Еще не разошлись люди от кибитки Аллаязгула, когда к ним подъехали два всадника. Лишь немногие знали в лицо воеводского писаря, но все уже слышали о том, что он предостерег башкир о грозившей им опасности. И добрая и худая весть по аулам вместе с ветром летит, а то и еще быстрее. Один из башкир, бывший накануне в Уфе, узнал Уразая.
– Бачка писарь приехал!
Уразай перехватил из руки Уразкула повод его коня, чтобы тот не рванулся с места, и заговорил:
– Я сказал вчера вечером приходившим к воеводе башкирам, чтобы они скорей уходили…
– Знаем, бачка, слышали.
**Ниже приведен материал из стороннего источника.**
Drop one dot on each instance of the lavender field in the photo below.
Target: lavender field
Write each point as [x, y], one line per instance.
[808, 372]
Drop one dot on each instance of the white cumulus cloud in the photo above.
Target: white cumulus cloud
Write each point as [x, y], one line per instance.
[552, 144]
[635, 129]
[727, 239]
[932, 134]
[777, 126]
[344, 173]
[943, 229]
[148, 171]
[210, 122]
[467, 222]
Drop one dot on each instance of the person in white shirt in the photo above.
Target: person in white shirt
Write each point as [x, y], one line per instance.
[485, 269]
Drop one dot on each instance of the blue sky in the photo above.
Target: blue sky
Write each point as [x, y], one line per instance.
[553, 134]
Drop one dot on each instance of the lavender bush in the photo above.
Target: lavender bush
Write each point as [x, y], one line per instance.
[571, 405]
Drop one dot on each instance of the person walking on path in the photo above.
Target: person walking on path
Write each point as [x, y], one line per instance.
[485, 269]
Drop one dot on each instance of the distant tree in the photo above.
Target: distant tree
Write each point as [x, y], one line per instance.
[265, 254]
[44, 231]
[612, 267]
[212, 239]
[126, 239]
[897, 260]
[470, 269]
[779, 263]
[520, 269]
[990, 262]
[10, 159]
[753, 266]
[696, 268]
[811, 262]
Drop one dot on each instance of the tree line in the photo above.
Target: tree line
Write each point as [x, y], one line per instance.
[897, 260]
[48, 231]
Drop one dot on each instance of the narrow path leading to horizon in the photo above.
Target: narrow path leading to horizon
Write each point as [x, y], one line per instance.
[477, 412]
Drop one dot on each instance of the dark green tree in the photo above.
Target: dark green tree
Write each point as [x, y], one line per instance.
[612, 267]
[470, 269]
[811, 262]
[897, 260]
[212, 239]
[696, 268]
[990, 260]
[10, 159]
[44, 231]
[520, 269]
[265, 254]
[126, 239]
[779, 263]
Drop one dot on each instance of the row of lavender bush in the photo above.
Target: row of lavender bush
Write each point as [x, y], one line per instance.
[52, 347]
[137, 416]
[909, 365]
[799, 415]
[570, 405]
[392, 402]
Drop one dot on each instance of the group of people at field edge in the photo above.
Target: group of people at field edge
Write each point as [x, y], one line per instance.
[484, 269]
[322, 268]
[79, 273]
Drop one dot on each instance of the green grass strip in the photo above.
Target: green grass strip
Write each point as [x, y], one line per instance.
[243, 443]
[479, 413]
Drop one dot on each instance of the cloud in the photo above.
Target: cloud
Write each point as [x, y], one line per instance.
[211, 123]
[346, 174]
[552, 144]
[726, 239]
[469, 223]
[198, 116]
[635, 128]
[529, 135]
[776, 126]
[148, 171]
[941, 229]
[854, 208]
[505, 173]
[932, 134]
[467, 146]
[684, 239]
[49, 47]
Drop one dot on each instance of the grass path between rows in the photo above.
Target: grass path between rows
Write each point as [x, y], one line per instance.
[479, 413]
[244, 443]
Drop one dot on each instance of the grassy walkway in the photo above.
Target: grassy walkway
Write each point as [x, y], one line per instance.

Спасибо тебе.
– А теперь я сам пришел к вам, чтобы вы видели во мне своего человека.
– Рады видеть, бачка, тебя. Еще раз спасибо.
– И я к вам пришел, – сказал Уразкул.
– Да, и он, – подтвердил его слова Уразай и злобно усмехнулся. – Знайте все, этот старшина Уразкул вызвался быть со мной вместе и как бы действовать заодно.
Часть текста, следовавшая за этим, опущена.